Changing to this PR to draft so that you can reference it (e.g. as PoC) in the issue.

PS. Please sign the CLA 😉

[nrcventura]

The approach looks good to me. It looks like there is some commented out code that could use some cleanup. There should also be a test implemented for the netfx side of things.

[eftiquar]

The approach looks good to me. It looks like there is some commented out code that could use some cleanup. There should also be a test implemented for the netfx side of things.

Thank you for the feedback. Integration tests are under development. Sure - there may be some dead code or commented code, I will clean it up.

[Kielek]

@eftiquar, tests are almost in place.

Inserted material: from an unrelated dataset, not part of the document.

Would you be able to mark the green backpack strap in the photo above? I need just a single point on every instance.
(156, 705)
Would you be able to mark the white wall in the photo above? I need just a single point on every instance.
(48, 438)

When #4631 is merged, you should be able just to remove conditional compilation from ContinuousProfilerContextTrackingTests, ContinuousProfilerSpanStoppageHandlingTests, and ContinuousProfilerTests.

For now, all of them are red on .NET Fx on your branch locally compiled.

[eftiquar]

@eftiquar, tests are almost in place. When #4631 is merged, you should be able just to remove conditional compilation from ContinuousProfilerContextTrackingTests, ContinuousProfilerSpanStoppageHandlingTests, and ContinuousProfilerTests.

For now, all of them are red on .NET Fx on your branch locally compiled.

Thanks @Kielek I have merged your changes into my branch. I will verify the tests.